I have just recently finished my new PC Build 2-3 Weeks ago. At first there weren't any problems at all. Until i updated the BIOS to the latest version, then this exact problem started occuring almost every time. Whenever i come home from work, the PC is "Cold" and booting almost always fails. I have to manually power it off, because it gets stuck, and usually the second boot is succesfull. Today, however, i tried 4 boots and all of them failed. It always got stuck and i got really mad. I have 3x DP Monitors + 1x HDMI connected. I disconnected the HDMI and noticed it was really hot, despite the actual screen being disabled from the OS. After disconnecting the HDMI, the PC booted normally. It may indeed be an issue with the PCIe 3.0, since i am still using my old 1080Ti, which does not support PCIe 5.0. I tried all the fixed i saw. PCIe is forced to 3.0 from the BIOS settings. They should fix it, since it is a real issue, causing headaches.

MB: MSI Pro X870E-P (7E70v2A31 / 2025-09-24)
CPU: AMD Ryzen™ 7 7800X3D 8C 16T
CPU COOLER: Corsair iCUE H100i Elite Capellix
GPU: NVIDIA GEFORCE GTX 1080Ti FE 11GB GDDR5X
RAM: Corsair Vengeance 2x16GB DDR5 6000MHz
SSD: Kingston NVMe 1TB
SDD2: Kingston NVMe 1TB
HDD: Seagate IronWolf Pro 4TB
CASE: Corsair 4000D Airflow
PSU: Corsair AX850 80+ Gold
OS: Windows 11 Pro 64-bit
DISPLAY 1: 27" FHD IPS LG 144Hz G-Sync
DISPLAY 2: 27" FHD VA LG 165Hz Free-Sync
DISPLAY 3: 27" FHD VA LG 165Hz Free-Sync
DISPLAY 4: 43" 4K LG TV
 
These stuttering, freezing crashes on boot-ups seems to have been a well enough documented issue since the Bios update after November 2024, though not likely to be acknowledged by MSI, much less fixed, anytime soon.
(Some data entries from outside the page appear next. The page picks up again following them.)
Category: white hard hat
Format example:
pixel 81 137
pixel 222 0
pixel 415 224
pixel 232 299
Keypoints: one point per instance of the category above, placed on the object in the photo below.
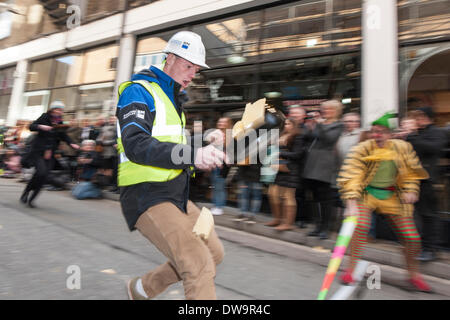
pixel 189 46
pixel 56 104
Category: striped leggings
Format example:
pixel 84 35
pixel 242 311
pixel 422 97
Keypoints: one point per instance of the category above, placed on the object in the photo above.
pixel 404 228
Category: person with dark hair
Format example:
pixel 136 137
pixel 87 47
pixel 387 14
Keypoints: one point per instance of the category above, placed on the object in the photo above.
pixel 429 142
pixel 44 145
pixel 322 164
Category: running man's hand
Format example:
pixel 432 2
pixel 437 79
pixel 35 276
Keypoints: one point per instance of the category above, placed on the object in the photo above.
pixel 409 198
pixel 208 158
pixel 43 127
pixel 217 138
pixel 351 208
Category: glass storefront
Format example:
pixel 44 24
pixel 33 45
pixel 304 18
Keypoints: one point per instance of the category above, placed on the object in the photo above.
pixel 292 54
pixel 423 20
pixel 424 79
pixel 83 81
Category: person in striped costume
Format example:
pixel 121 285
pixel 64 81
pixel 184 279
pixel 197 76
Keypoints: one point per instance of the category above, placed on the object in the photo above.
pixel 383 174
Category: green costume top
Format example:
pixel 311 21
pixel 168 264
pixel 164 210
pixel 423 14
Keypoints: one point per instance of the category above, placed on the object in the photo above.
pixel 384 178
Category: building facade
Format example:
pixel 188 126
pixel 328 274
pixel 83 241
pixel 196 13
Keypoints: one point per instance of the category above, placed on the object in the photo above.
pixel 374 56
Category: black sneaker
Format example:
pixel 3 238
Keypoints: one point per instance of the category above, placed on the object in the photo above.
pixel 426 256
pixel 240 217
pixel 250 220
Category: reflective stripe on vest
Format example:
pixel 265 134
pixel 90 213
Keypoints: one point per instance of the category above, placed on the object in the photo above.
pixel 167 127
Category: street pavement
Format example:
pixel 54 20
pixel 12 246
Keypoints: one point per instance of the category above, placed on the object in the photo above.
pixel 40 248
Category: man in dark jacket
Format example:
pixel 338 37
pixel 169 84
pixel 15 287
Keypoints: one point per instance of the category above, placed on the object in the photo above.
pixel 154 186
pixel 49 134
pixel 428 141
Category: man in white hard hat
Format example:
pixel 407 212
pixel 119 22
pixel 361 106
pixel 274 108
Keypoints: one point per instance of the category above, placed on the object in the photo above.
pixel 43 147
pixel 155 187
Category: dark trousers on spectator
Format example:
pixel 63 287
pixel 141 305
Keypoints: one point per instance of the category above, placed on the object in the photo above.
pixel 425 214
pixel 324 198
pixel 301 209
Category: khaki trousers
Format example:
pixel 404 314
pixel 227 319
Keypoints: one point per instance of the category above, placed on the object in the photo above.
pixel 190 259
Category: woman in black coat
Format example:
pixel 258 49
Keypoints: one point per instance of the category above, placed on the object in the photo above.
pixel 50 133
pixel 282 193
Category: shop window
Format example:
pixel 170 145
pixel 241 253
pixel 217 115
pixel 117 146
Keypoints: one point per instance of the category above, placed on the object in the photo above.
pixel 346 31
pixel 67 95
pixel 226 87
pixel 6 80
pixel 97 64
pixel 35 103
pixel 421 20
pixel 96 99
pixel 4 104
pixel 293 29
pixel 39 74
pixel 231 41
pixel 308 82
pixel 68 70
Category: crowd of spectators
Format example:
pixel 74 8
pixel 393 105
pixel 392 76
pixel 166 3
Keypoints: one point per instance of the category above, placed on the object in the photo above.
pixel 309 153
pixel 95 161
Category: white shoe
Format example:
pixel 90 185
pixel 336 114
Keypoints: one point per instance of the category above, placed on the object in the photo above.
pixel 217 211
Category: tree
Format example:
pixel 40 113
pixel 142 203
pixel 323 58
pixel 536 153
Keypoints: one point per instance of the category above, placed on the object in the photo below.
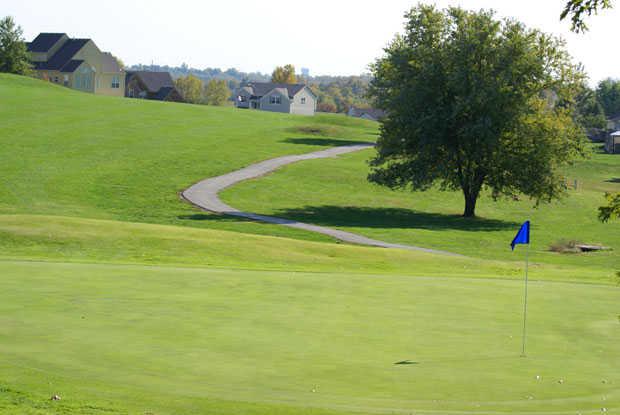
pixel 466 97
pixel 284 75
pixel 216 92
pixel 589 111
pixel 608 94
pixel 190 88
pixel 14 56
pixel 578 9
pixel 612 209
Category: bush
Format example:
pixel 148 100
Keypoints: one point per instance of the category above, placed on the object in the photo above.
pixel 565 247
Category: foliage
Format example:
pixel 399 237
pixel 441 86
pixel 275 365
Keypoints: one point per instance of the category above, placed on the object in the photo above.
pixel 341 93
pixel 284 75
pixel 612 209
pixel 608 94
pixel 589 112
pixel 578 9
pixel 14 56
pixel 466 97
pixel 216 92
pixel 190 88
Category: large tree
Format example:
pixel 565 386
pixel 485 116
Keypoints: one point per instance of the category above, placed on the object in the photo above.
pixel 474 102
pixel 14 56
pixel 577 10
pixel 284 75
pixel 190 88
pixel 216 92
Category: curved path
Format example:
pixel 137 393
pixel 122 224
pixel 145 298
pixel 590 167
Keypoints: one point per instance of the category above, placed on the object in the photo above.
pixel 204 195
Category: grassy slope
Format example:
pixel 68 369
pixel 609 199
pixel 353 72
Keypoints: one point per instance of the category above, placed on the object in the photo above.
pixel 171 340
pixel 336 193
pixel 74 154
pixel 167 338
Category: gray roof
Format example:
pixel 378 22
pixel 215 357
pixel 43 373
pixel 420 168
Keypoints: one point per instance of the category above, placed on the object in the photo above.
pixel 44 41
pixel 153 81
pixel 260 89
pixel 62 60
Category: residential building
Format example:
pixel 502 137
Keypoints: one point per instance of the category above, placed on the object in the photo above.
pixel 373 114
pixel 269 96
pixel 151 85
pixel 612 143
pixel 77 64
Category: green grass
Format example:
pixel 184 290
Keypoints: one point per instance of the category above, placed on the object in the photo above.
pixel 122 299
pixel 335 193
pixel 137 339
pixel 74 154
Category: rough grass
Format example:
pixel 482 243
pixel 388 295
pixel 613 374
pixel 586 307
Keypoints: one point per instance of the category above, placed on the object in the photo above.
pixel 335 192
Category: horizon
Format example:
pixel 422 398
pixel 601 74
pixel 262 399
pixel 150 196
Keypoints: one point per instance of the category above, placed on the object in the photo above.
pixel 360 33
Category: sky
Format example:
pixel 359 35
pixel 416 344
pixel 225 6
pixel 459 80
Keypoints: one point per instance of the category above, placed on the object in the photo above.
pixel 330 37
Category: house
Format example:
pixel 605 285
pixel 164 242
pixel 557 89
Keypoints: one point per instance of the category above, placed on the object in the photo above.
pixel 268 96
pixel 77 64
pixel 612 143
pixel 373 114
pixel 151 85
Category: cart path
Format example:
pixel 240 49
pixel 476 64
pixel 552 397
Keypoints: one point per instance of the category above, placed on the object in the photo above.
pixel 204 195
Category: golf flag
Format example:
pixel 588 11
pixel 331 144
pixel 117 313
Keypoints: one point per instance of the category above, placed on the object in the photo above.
pixel 523 236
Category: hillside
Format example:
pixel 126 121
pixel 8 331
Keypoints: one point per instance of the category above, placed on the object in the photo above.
pixel 121 298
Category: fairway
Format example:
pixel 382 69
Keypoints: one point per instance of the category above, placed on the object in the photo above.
pixel 122 298
pixel 131 338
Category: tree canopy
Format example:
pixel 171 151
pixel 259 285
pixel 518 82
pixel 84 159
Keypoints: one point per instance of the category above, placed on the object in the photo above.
pixel 608 94
pixel 611 209
pixel 216 92
pixel 14 56
pixel 190 88
pixel 474 102
pixel 579 9
pixel 284 75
Alternative conclusions would be either:

- The GPU might not be seated correctly in the PCI slot or have bad contacts, causing the connection lanes to be noisy and negotiate to a lower Gen PCIe.
- Thermal expansion on lanes as temperatures increase are also at play. Because of the cold boot factor.
- Halfway Defective GPU or motherboard lanes.

The motherboard is a cheapy version with cheapy lanes. Issues happen.

Regardless, it's probably best for me to RMA this computer while I still can.